Last month, the Toronto Health Council – the municipal body that oversees and oversees health care in Ontario – voted to ask the federal government to allow the storage of small quantities of illicit drugs to be decriminalized.

Ward papastyu kont. Michael Janz is set to present an initiative to Edmonton on Monday that requires him to prepare a report detailing what is required to be exempt from part of the federal controlled substances law.

“We need to abandon the American-style, Ronald-Reagan method of fighting drugs, which has clearly failed,” Janz said.

The report will only be the first step, he said. To move forward with decriminalization, it will be necessary to discuss between city groups to ensure a health-oriented approach tailored to Edmonton.

Data from the Alberta Drug Control System show that 2021 was the deadliest year for drug poisoning. There were 1,372 deaths in October – the latest data available.

However, crime does not eliminate the root causes of the problem, Yanz said. Instead, it traps users in the justice system and prevents them from accessing treatment or secure supplies.

“These are completely preventable deaths,” Janz said. “It’s a failure of public policy.”

When asked about the proposal on Wednesday, Edmonton Mayor Amarjit Soxi said it was a necessary conversation in light of the drug poisoning crisis.

“We need to explore all the tools available in our toolkit,” he said.

Alberta police chiefs are currently opposed to decriminalization

The Alberta Police Chiefs Association, which is made up of senior police and public safety officials, opposed decriminalization and said more work needs to be done until that point is reached on Thursday.

The position was unanimous among members, said Edmonton Police Chief Dale McPhee.

Any move toward decriminalization would require the government to address three levels of loopholes, including administrative sanctions, said Mark Neufeld, president of the association and head of the Calgary Police Service, at a media briefing.

“Drug decriminalization urgently needs structural and social change in areas that do not currently exist,” he said.

The association also claims that decriminalization is already in place in Alberta, as charges are usually filed when there are public safety issues or other crimes.

However, such arbitrary use often leads to the arrest of an disproportionate number of marginalized people, said Petra Schulz, one of the founders of Moms Stop the Harm. a network of Canadian families affected by lims.

The local population is overcrowded in deaths from drug poisoning and in the criminal justice system.

More help is needed, Schulz said.
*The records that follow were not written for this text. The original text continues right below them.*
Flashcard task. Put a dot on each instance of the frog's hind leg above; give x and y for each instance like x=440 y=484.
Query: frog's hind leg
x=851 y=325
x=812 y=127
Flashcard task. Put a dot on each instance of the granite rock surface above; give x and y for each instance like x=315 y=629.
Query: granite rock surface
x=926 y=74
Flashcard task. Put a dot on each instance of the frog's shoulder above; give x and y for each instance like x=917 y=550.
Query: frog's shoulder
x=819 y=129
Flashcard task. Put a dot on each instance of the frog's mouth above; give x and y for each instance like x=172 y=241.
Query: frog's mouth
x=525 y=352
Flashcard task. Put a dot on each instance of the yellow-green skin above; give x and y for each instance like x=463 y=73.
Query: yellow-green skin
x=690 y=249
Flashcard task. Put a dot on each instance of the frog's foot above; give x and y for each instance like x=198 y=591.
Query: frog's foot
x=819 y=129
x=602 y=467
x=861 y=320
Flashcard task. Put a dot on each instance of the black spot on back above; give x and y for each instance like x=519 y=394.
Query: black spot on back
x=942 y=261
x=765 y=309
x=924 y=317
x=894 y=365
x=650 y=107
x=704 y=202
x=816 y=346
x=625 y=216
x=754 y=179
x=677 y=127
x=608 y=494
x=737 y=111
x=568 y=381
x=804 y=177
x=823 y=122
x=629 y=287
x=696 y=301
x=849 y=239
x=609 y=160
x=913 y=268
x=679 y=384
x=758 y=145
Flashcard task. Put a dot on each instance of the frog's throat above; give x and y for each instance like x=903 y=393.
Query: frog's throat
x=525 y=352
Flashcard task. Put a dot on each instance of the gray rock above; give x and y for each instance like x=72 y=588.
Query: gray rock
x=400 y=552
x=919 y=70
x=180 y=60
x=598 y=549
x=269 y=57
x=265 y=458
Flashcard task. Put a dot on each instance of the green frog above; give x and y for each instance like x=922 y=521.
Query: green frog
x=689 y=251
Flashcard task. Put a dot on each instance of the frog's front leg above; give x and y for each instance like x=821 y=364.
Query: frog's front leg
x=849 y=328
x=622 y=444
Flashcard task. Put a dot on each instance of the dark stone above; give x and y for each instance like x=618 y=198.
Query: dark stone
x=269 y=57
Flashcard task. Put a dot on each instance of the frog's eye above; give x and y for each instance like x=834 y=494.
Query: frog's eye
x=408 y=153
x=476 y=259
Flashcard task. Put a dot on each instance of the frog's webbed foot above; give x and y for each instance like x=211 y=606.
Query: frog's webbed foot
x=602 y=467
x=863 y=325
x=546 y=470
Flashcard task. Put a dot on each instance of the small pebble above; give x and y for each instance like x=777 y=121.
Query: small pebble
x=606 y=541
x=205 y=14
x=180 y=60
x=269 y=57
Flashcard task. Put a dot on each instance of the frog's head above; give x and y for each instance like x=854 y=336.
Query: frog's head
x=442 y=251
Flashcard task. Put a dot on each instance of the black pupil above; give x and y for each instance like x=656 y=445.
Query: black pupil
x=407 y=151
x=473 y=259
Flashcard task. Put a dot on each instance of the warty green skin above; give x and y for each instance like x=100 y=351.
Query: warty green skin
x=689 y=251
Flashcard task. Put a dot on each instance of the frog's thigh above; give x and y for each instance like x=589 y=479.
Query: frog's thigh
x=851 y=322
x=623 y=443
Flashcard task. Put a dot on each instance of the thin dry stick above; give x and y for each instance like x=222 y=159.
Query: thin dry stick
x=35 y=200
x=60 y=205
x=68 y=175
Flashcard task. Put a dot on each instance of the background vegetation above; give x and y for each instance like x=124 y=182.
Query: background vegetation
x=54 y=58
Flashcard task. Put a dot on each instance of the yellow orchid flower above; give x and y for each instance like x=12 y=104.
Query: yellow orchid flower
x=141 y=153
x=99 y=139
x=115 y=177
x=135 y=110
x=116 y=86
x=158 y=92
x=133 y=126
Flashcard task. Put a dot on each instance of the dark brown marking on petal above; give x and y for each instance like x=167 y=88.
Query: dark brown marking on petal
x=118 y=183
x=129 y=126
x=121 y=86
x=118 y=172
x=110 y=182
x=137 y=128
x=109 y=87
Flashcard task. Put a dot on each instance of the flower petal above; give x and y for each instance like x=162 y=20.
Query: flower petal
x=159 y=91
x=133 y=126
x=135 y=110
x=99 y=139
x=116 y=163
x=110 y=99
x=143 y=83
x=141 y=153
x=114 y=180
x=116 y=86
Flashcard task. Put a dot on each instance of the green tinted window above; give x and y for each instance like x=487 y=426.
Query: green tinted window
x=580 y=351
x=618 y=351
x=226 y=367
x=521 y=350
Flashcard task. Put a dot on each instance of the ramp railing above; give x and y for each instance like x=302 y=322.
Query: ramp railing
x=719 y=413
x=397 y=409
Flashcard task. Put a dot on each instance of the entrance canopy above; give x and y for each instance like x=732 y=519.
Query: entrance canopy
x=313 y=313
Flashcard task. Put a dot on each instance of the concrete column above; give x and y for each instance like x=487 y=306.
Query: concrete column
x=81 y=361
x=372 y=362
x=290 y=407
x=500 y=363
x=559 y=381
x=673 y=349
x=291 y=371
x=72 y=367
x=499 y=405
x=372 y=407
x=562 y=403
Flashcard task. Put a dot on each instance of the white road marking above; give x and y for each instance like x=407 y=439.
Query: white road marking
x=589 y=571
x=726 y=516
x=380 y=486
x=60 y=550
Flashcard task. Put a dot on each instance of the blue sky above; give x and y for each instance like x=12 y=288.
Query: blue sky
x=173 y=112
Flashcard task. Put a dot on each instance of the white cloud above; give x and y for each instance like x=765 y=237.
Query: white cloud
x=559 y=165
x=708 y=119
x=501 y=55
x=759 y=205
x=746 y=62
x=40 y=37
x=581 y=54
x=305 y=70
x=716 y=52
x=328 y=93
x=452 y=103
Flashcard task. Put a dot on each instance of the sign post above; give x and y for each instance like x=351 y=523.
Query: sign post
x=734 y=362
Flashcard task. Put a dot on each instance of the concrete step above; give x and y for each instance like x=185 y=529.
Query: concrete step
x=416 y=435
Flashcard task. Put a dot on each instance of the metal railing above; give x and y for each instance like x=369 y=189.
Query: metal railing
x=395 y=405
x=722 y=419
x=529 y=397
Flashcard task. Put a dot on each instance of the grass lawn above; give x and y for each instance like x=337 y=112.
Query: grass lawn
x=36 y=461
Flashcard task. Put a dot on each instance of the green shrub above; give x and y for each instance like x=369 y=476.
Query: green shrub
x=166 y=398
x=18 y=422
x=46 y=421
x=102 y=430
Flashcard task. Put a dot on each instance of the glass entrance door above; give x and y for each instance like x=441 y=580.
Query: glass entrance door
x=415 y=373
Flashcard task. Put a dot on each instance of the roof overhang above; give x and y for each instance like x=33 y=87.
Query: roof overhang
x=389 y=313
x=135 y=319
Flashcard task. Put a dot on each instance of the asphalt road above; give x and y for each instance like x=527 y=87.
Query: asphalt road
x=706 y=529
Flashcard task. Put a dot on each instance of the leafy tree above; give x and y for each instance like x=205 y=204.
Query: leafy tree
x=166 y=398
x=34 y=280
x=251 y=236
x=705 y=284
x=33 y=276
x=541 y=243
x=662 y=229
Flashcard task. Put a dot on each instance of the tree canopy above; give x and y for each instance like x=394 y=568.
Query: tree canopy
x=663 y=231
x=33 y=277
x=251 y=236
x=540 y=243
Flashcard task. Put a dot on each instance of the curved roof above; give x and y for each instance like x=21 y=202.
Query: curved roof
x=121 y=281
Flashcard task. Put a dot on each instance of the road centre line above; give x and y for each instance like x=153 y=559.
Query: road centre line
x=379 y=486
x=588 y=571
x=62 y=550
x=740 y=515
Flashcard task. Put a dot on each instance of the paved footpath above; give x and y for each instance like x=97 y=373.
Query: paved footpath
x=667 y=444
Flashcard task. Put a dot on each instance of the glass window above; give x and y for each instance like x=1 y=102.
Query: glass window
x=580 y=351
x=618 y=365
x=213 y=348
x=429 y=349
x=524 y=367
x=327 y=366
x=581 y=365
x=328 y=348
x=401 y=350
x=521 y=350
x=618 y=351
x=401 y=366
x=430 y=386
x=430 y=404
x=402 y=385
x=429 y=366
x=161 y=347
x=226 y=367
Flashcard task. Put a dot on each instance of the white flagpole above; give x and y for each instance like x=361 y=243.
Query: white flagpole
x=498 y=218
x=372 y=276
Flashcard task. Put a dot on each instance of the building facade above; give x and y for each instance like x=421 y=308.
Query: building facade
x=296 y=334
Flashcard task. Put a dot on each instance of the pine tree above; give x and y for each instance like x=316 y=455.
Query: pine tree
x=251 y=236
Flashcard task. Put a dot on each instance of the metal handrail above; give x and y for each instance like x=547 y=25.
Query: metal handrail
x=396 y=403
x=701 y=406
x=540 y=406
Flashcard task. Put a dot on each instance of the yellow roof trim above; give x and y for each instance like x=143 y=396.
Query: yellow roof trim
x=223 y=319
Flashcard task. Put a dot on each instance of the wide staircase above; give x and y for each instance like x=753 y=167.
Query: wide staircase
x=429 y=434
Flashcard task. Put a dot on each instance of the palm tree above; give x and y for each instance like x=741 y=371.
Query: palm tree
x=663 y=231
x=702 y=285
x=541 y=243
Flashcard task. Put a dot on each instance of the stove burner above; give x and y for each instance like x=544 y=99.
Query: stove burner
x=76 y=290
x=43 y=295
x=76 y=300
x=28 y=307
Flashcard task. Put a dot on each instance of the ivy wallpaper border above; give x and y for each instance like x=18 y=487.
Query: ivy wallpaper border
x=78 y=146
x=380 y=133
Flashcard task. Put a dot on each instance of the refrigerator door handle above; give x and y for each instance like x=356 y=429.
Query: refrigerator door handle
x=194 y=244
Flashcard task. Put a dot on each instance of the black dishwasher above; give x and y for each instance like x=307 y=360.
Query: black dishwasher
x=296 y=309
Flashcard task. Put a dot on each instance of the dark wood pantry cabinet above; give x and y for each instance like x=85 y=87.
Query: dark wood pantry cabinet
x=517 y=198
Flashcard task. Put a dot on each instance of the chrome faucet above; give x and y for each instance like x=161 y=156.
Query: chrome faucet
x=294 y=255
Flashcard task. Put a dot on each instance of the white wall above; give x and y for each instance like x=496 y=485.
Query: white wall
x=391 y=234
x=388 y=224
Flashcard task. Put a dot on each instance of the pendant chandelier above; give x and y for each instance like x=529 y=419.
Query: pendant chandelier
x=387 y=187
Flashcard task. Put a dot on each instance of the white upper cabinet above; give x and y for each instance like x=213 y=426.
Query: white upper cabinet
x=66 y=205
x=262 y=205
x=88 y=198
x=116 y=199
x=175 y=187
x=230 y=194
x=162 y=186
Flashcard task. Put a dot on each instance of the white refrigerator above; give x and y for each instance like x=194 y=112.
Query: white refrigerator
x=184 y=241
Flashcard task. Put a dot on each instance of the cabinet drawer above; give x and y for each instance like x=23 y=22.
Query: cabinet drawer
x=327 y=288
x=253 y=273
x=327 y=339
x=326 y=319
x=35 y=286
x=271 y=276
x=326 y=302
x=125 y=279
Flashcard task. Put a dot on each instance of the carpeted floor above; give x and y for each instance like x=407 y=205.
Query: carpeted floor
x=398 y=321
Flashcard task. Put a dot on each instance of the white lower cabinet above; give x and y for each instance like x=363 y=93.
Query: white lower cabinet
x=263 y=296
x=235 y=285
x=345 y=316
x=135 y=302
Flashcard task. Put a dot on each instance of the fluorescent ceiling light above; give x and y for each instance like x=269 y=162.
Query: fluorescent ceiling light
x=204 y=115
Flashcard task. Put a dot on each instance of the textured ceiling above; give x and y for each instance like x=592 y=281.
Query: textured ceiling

But these may be related to decriminalization, which, he predicts, will redistribute resources from executive to health services.

Decriminalization can also save lives by reducing the stigma associated with drug use, he added.

“It’s very difficult to ask for help for something that has been found a crime.”

Sending available resources, removing drug addicts from the justice system, and helping them get treated is a key thing that is lacking in resolving the city’s drug crisis, McPhee said.

Municipal action

The criminalization of drug use has far-reaching consequences, and research shows that it doesn’t work, said Elaine Hishka, an associate professor of health at the University of Alberta and an expert on the opioid epidemic.

“It’s not just the people who are convicted, but then [that] it stays with them for the rest of their lives and affects their work and their ability to travel, ”he said.

According to Hishka, municipal governments are beginning to recognize criminalization because they do not lead to less drug use or overdose reduction.

The proposal, which Janz plans to make to city council next week, could signal a transition to a better system in Edmonton, he said.

“There is an opportunity to really benefit society and stop wasting public money on something we know is not only inefficient but harmful.”